日本の「無人サービス体験」が生むストレスフリーな観光価値【連載】平和ボケ観光論(9)

キーワード :
,
インバウンドの93.7%が利用し9割超が満足――自販機やセルフレジに象徴される無人サービスは、日本の治安と倫理観を背景に「人がいない安心」という新たな観光価値を創出した。省人化は効率化を超え、旅の質を底上げする競争力となりつつある。

都会の喧騒に浮かぶ没頭のための聖域

外国人が見た日本のイメージ(画像:Pexels)
外国人が見た日本のイメージ(画像:Pexels)

 渋谷や秋葉原といった繁華街での遊びはインバウンドの間でも定番だが、なかでもゲームセンターは実質的に人が介在しない娯楽空間として親しまれている。特に秋葉原の店舗はクレーンゲームを中心に絶大な支持を得ており、「GiGO秋葉原3号館」では客の約8割を外国人が占めるほどの賑わいだ。

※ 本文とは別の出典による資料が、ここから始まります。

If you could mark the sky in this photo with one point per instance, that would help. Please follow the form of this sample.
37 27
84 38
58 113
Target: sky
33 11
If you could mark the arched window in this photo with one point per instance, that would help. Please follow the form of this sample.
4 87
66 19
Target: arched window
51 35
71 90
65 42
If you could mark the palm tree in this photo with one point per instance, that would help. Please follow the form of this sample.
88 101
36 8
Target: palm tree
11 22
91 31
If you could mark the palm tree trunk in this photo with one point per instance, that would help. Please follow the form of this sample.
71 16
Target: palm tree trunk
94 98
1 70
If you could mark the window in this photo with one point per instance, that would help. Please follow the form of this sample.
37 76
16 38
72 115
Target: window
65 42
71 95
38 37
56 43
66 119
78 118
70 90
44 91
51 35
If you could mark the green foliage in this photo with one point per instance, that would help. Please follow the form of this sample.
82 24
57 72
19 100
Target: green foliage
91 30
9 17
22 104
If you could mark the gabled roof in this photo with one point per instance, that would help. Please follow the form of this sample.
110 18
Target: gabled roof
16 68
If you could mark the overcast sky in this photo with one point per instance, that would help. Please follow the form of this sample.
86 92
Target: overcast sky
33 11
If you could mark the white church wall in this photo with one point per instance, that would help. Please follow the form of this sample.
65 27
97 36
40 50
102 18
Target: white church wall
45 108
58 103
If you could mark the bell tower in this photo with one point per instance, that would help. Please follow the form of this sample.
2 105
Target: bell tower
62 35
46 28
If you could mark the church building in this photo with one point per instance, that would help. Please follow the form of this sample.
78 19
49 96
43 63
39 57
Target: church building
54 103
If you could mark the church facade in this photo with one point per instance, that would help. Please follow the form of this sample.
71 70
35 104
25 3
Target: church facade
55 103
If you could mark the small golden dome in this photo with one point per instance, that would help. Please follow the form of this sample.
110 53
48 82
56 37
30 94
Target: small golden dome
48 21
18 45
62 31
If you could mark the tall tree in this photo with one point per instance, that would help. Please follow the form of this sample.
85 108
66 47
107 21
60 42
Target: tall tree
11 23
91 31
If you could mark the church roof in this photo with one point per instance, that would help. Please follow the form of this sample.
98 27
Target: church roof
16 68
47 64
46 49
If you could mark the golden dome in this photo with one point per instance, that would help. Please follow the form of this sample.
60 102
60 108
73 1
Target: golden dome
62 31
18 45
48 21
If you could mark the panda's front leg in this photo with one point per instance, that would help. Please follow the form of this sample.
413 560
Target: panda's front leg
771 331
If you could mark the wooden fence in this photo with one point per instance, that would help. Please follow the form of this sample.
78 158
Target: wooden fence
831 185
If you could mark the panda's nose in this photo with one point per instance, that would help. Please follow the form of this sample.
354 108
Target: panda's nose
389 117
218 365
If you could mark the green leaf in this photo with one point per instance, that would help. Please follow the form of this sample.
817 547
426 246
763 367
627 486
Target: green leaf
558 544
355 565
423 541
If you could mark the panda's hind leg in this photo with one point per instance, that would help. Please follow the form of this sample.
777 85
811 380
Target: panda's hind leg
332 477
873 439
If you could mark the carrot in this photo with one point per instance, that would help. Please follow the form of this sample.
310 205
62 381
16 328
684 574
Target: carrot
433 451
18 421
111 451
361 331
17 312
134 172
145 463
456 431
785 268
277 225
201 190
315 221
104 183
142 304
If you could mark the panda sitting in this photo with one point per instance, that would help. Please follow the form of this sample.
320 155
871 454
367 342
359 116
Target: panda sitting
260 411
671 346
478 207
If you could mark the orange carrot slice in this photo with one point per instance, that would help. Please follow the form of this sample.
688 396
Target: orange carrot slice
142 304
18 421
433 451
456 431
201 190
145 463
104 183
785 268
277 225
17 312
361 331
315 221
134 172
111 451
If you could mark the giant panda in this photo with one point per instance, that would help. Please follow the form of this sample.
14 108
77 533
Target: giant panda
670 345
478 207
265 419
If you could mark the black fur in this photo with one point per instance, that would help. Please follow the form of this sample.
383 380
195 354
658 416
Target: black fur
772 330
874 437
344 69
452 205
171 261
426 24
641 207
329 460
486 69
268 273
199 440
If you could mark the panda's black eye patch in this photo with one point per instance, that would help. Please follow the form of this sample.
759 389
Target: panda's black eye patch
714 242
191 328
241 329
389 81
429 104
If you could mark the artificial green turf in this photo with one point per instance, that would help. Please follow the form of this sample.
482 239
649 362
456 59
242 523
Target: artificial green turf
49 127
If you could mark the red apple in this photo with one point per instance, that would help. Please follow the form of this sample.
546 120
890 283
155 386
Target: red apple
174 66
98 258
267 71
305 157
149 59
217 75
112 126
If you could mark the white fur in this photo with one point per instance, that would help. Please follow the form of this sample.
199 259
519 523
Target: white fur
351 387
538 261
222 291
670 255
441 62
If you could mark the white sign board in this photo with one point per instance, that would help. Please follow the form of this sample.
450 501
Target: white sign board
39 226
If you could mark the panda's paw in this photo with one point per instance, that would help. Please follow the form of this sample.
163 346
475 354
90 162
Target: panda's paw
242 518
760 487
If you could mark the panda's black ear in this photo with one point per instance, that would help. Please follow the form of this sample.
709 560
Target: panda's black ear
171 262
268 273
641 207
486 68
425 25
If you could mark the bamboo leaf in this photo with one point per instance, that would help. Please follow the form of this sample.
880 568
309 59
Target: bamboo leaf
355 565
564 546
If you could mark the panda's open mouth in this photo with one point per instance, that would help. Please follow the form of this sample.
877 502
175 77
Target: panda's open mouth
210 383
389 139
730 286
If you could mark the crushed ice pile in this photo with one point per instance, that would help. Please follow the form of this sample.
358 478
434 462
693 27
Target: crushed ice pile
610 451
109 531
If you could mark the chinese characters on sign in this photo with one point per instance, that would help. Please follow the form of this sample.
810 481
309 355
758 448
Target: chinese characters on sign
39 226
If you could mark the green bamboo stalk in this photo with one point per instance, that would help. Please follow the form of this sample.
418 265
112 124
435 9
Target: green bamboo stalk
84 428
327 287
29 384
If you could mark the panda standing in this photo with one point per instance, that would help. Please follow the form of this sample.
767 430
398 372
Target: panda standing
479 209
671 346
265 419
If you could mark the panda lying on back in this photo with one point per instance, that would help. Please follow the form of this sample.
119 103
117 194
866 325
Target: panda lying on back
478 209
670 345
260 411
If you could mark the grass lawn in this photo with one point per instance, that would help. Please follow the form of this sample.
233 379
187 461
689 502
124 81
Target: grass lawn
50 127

日本アミューズメント産業協会の調べでは、クレーンゲームの国内市場規模は2013(平成25)年の約1900億円から、2023年には約3600億円へとこの10年で倍近くに膨らんだ。この伸びは、インバウンドの増加とわかちがたく結びついている。

 喧騒のなかにありながら、対面でのやり取りを必要としないゲームセンターは、旅行者が自分のペースを保てる貴重な場となっている。言葉や文化の違いを気にすることなく、自らの腕前ひとつで結果が出る遊びに没頭できる時間は、いわば「動的な聖域」ともいえる役割を担っているのではないか。

 また、街なかには無人のマッサージ施設も姿を現している。都内を中心に広がる「ちょこま」では、最新のマッサージチェアを取り入れ、キャッシュレス決済を整えることで外国人でも使いやすい環境を作った。運営元の日本メディック(神奈川県藤沢市)によれば、観光地に近い店ほど旅行者の姿が目立つという。

 疲れ切った体を休める際、誰とも話さず機械に身を委ねられる空間は、一種の避難所のような安らぎを与えてくれる。周囲を過剰に警戒せずとも過ごせる日本だからこそ、こうした心休まるひとときが成立している。